Arren verschränkte die Arme vor der Brust und lehnte sich gegen einen Findling, der wie ein Tisch im Wald lag. „Ich genieße es nur, euch zuzusehen, wie ihr miteinander umgeht. Das ist wirklich sehr interessant und aufschlussreich“, antwortete er und ließ seine Blicke zwischen den beiden hin und her wandern.

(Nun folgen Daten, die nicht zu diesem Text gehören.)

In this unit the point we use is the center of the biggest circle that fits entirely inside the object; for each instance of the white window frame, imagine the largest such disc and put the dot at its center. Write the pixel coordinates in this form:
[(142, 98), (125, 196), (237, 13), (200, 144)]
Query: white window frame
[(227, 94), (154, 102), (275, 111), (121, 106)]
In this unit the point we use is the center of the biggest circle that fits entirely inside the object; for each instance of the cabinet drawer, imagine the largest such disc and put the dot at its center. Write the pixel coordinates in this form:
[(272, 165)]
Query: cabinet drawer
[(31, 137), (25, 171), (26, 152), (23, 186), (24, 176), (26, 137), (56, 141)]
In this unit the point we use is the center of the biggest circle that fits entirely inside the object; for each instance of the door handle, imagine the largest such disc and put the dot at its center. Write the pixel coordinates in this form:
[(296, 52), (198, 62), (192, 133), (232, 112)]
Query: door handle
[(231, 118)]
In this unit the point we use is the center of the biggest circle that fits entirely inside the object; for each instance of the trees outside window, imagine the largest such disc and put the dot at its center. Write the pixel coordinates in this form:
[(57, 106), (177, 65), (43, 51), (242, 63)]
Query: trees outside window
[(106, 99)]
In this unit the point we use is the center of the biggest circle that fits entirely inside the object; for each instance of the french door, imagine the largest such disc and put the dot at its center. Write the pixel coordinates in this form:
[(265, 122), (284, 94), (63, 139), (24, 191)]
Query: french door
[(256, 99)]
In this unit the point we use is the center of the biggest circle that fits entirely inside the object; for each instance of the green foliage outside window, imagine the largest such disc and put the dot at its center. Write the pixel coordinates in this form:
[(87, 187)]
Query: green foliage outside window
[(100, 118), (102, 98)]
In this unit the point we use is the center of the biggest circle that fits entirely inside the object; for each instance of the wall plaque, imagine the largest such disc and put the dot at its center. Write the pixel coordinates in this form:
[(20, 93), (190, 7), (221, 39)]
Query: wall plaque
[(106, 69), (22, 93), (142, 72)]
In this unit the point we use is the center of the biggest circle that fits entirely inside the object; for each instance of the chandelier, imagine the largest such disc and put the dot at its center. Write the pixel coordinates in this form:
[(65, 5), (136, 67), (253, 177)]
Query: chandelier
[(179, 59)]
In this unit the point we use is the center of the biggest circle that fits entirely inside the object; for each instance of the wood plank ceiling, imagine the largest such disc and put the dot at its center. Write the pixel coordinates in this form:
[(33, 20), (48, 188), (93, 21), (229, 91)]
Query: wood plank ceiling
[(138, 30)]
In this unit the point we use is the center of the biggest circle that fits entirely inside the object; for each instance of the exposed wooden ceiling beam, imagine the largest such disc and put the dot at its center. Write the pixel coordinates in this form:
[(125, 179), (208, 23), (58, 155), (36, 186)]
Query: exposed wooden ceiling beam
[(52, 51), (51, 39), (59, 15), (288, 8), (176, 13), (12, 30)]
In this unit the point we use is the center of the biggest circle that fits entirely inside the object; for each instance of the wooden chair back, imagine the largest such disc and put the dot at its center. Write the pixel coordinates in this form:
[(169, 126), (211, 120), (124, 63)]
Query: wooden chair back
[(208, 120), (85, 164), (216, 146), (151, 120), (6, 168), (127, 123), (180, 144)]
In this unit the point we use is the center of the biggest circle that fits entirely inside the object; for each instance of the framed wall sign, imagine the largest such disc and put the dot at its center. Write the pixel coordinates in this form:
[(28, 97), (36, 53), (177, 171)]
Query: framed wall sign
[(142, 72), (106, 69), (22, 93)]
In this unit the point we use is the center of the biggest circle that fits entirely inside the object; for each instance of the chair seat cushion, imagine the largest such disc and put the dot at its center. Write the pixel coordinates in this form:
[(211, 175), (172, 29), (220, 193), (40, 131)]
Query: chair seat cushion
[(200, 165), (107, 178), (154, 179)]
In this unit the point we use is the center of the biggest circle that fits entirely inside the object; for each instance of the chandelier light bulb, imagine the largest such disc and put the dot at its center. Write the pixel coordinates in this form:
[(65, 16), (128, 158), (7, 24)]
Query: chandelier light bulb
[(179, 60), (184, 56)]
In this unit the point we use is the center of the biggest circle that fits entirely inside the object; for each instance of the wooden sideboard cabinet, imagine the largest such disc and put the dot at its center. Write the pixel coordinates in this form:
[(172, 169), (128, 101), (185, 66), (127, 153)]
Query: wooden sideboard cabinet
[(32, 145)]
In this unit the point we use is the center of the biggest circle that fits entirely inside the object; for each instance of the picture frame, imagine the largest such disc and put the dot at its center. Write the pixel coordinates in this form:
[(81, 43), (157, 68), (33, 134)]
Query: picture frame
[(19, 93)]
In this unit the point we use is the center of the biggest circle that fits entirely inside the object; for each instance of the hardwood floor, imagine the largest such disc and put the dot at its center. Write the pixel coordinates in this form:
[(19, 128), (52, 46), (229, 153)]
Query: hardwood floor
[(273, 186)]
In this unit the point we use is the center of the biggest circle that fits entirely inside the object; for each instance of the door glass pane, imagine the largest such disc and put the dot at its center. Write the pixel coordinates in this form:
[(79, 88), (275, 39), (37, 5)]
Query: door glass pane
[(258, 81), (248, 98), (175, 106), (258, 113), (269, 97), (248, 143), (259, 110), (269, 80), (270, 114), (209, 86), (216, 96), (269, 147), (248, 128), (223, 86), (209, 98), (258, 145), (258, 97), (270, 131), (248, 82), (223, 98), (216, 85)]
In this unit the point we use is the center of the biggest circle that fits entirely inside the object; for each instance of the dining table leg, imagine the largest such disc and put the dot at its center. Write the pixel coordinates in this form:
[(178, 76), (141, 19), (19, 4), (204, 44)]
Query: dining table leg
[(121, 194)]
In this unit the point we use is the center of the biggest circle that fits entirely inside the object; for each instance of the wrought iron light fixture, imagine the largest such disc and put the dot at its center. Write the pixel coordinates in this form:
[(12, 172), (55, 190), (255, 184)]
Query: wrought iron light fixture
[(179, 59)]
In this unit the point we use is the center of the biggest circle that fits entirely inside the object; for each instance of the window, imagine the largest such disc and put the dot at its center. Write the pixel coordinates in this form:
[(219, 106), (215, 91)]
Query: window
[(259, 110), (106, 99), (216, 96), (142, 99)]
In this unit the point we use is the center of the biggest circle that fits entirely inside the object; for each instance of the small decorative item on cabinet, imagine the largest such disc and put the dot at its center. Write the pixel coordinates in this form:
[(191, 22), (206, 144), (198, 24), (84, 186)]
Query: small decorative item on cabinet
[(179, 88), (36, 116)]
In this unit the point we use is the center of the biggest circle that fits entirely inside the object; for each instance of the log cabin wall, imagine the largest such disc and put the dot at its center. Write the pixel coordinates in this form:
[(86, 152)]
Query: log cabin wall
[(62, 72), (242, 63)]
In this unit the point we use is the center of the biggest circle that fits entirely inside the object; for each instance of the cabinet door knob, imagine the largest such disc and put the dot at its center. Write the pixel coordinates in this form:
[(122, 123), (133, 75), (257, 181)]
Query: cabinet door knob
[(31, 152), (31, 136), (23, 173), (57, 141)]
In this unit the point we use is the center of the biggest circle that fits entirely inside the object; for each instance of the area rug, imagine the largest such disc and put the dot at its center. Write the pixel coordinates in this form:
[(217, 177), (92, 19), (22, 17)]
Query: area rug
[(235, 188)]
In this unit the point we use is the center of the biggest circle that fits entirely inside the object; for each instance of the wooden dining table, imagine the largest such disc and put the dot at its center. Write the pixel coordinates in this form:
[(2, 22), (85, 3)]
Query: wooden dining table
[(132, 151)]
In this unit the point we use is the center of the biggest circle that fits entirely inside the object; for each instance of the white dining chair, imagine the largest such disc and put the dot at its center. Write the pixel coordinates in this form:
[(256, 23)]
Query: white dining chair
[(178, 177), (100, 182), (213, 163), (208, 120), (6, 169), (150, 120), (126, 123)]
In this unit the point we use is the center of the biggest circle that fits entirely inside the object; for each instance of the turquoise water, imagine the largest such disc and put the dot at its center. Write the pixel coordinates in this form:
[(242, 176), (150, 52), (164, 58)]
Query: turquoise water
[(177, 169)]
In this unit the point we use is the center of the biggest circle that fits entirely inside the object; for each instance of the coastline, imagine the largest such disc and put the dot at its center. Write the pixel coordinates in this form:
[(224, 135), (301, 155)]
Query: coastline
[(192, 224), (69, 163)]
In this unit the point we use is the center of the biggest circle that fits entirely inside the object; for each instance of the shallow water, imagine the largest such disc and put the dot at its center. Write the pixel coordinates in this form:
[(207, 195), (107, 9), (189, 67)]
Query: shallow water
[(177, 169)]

Blake ließ von Imogen ab und trat auf seinen Partner zu. „Wenn du nicht mehr beizutragen hast, dann sei lieber still! Halt!“, rief er aus, machte einen Satz in Richtung Imogen, die er aus dem Augenwinkel dabei beobachtet hatte, wie sie ihren Weg fortsetzen wollte. Er bekam sie zu greifen und wirbelte sie zu sich herum. „Du wartest gefälligst und rennst nicht einfach los, ohne zu sagen, was in deinem hübschen Kopf vor sich geht. Wohin willst du? Was willst du tun?“, verlangte er zu erfahren. Er hatte sich bereits über einen Ort Gedanken gemacht, wo Imogen wenigstens vorübergehend in Sicherheit sein würde, und sie war gerade dabei, all das über den Haufen zu werfen.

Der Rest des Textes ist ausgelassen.